The immortality of science writing


As I parse through A Field Guide for Science Writers on my Kindle cloud reader, I recognize how science writing is a craft that takes decades to hone. I also begin to hypothesize that, no matter what you write, there are always ways to improve it. In describing how writing differs from other activities, I draw an analogy between writing and immortality. The immortality shows when others are able to read our writing and understand what we wrote at moments later in time. If scribbles in sands are thoughts that succumb to waves, then the etches in concrete are the writing. In this sense, writing has a way to transcend the moment and become something captured at other places in space and time. 

I draw upon philosopher Friedrich Nietzsche’s will to life, the way we avoid death and its fears. We can extend this to become a will to immortality. We seek immortality in what they do to overcome the fear and implications of death. We do this through culture, especially the nineteenth-century German culture Nietzsche observed in particular. Professor of Political Science Richard Avramenko wrote, immortality lets us understand the unknowable. In a way, we may know death to pacify it. Avramaneko draws upon Nietzsche’s writing of the fear of death and the unknown that underlie this will to immortality. I believe writing captures this immortality as we produce language free from our mortal selves. The immortality of writing comes through arguing and creating knowledge. 

Writing may also share properties with special relativity of physics. This idea of physics concerns how our notions of space and time themselves become warped at speeds near the speed of light. It’s similar to my previous discussion on trauma fiction. We confront this temporal nature of our own lives and thoughts. They comparison to the eternality we give to writing that we confront truth and ideals. When we write, we immortalize our thoughts through language the same way a painter immortalizes their work through brushes and strokes. This explains how writing captures parts of ourself that we choose to present in a form others may interpret. Writing itself could be the vehicle that proves instrumental in carrying people. 
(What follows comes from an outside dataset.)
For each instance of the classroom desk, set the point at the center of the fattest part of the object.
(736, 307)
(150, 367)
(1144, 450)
Writing is, in itself, tied closely to our thoughts. It’s another form of thinking and shaping who we are as human beings as well as understanding all forms of knowledge about the world. For me, I’ve viewed writing as a source of power at least since I fell in love with philosophy in high school. It was almost a necessity for me to capture my thoughts through appropriate rhetoric and language. I still remember clearly my journal entries and writing samples from freshman year of high school. I critiqued the education system around me and the way students approached learning. Though I fell in love with physics as early as my first semester of high school, I envied the power of writers to critique and formulate arguments in any way they willed. It’s possible that my interests were only naive cynicism and youthful rebellion. I lacked the thorough self-awareness that made writing great. I liked to pretend, though, it was courageous intellectualism in the face of adversity. Regardless, it set the stage for me to bring light to the purpose of education and helping other students with research in college. Though it wasn’t until college when I explored my philosophical interest, the fundamentals of my language and rhetoric have been within me. I sought philosophy for the refined precision to communicate and critique these arguments. The way I’m able to draw such a lengthy narrative, going back to a decade ago, is a testament to this immortality of writing.  My reflections on my blogposts from three or four years ago also show this. 

Writing about science I can present scientific research itself as immortal. Presenting a story of science means taking those experiences and voices of scientific research and creating a narrative. Hidden messages and truths become apparent. We immortalize science to discover its meaning and value. Other forms of science writing, such as searching for humanistic values and solutions to ethical dilemmas in the work of scientists illustrate the ever-changing, dynamic nature of science. It’s similar to my writing on physician-literary scholar Rita Charon and my older blogposts. Yet, writing about science, the same way we write about anything else, defies that nature. It immortalizes it in some way. Capturing it in a moment of time, though, we understand its true meaning. We can determine the role of artificial intelligence research in computer technology by examining current research. Science writers can portray the messy, nuanced history of fields like psychiatry to bring to light humanistic issues. My writing experience has wrestled with the immortality I’ve given to issues everyone faces. Through this immortal nature of science writing, we can spread the truth and beauty as they are.